MySQL Bugs: #119861: Inconsistent query results when using <=> to compare row data with empty set subquery result

Bug #119861	Inconsistent query results when using <=> to compare row data with empty set subquery result
Submitted:	9 Feb 9:01	Modified:	16 Feb 8:35
Reporter:	Xingyu Yang (OCA)	Email Updates:
Status:	Verified	Impact on me:	None
Category:	MySQL Server: Optimizer	Severity:	S3 (Non-critical)
Version:	8.0.44	OS:	Any
Assigned to:		CPU Architecture:	Any

Description:
When using the <=> (null-safe equal) operator to compare a row of data with the result of a single-row subquery, if the subquery returns an Empty set, the final query result becomes unstable and inconsistent (returns unexpected rows in some cases), even though the subquery result remains empty throughout.

How to repeat:
-- 1. Create test tables and insert initial data:
-- sql
create table t1(c1 int default null, c2 int default null);
create table t2(c1 int default null, c2 int default null);
insert into t1 values (1,null);
insert into t2 values (1,1);

-- 2. Verify the subquery returns an empty set:
-- sql
select c1,c2 from t2 where c1=4 order by c1,c2 limit 1;
-- Result: Empty set (0.01 sec)

-- 3. Execute the main query with <=> comparison against the empty subquery:
-- sql
select * from t1 where (c1,c2) <=> (select c1,c2 from t2 where c1=4 order by c1,c2 limit 1);
-- Result: Empty set (0.01 sec) (expected)
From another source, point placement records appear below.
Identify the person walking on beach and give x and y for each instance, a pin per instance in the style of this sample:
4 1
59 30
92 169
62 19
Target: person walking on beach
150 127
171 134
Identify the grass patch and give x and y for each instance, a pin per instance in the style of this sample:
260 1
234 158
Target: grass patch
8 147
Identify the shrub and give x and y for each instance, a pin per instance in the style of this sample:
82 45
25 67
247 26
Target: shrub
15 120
-- 4. Insert additional data into t2 (does not affect the subquery result):
-- sql
insert into t2 values (2,null);

-- 5. Re-verify the subquery still returns empty set:
-- sql
select c1,c2 from t2 where c1=4 order by c1,c2 limit 1;
-- Result: Empty set (0.01 sec) (same as before)
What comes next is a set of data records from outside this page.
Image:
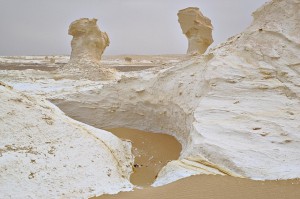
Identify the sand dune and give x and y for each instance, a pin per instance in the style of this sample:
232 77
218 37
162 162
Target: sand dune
217 187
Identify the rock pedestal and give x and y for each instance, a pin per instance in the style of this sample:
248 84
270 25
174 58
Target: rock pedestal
197 28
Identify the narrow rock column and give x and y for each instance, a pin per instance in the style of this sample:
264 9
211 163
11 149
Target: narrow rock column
88 45
197 28
88 41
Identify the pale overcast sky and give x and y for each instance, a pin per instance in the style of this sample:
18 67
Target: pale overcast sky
40 27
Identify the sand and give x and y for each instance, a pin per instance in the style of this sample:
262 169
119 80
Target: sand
152 151
217 187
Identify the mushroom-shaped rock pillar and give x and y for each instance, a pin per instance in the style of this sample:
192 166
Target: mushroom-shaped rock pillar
197 28
88 45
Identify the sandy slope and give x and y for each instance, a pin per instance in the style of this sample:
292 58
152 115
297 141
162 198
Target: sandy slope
45 154
217 187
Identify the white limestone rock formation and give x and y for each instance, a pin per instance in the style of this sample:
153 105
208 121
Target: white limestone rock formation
88 45
236 110
197 28
45 154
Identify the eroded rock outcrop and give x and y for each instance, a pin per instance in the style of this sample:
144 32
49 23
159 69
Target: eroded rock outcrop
197 28
44 153
236 110
88 45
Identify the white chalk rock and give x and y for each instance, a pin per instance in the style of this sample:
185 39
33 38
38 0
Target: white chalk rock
197 28
88 45
45 154
235 110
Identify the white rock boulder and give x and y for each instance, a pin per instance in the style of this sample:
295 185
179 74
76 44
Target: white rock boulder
45 154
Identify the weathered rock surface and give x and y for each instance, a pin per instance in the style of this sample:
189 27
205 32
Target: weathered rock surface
45 154
88 45
235 110
197 28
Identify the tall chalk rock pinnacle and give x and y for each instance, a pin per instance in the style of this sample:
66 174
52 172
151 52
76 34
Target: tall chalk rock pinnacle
88 45
197 28
88 41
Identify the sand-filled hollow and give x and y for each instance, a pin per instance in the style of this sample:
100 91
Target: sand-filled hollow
216 187
152 151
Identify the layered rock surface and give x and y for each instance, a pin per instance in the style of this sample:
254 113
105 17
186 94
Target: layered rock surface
88 45
197 28
45 154
235 110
-- 6. Re-execute the main query:
-- sql
select * from t1 where (c1,c2) <=> (select c1,c2 from t2 where c1=4 order by c1,c2 limit 1);
-- Result: Returns row (1, null) (unexpected)

Suggested fix:
Root Cause

The root cause lies in the compare_pair_for_nulls() function used for row comparison with <=>:
When comparing row data (item->result_type()==ROW_RESULT), the function checks each column individually, and considers NULL = NULL as a match (per <=> semantics).
Even though the subquery returns an Empty set, it still executes a table scan. The last row's values remain "residued" in the field buffer. After inserting (2, null) into t2, this residual row (with c2 = NULL) is read during the comparison. Since t1.c2 and the residual t2.c2 are both NULL, the <=> comparison succeeds, leading to the unexpected row being returned.

Fix Solution

Reset the values of all columns in the single-row subquery result when the subquery returns an empty set, to eliminate residual data in the field buffer. The fix modifies sql/item_subselect.cc to explicitly store NULL in all cached columns of the subquery result when the subquery is a single-row type and returns NULL (empty set):

diff --git a/sql/item_subselect.cc b/sql/item_subselect.cc
index e4466735d8c..c39c0bbdbaf 100644
--- a/sql/item_subselect.cc
+++ b/sql/item_subselect.cc
@@ -3072,6 +3072,13 @@ bool SubqueryWithResult::exec(THD *thd) {
   char const *save_where = thd->where;
   const bool res = unit->execute(thd);
   thd->where = save_where;
+  if (item->substype() == Item_subselect::SINGLEROW_SUBS && item->null_value) {
+    Item_singlerow_subselect *item_singlerow =
+        down_cast<Item_singlerow_subselect *>(this->item);
+    for (uint i = 0; i < item_singlerow->cols(); ++i) {
+      down_cast<Item_cache *>(item_singlerow->element_index(i))->store_null();
+    }
+  }
   return res;
 }

Reset the values of all columns in the single-row subquery result when the subquery returns an empty set, (*) I confirm the code being submitted is offered under the terms of the OCA, and that I am authorized to contribute it.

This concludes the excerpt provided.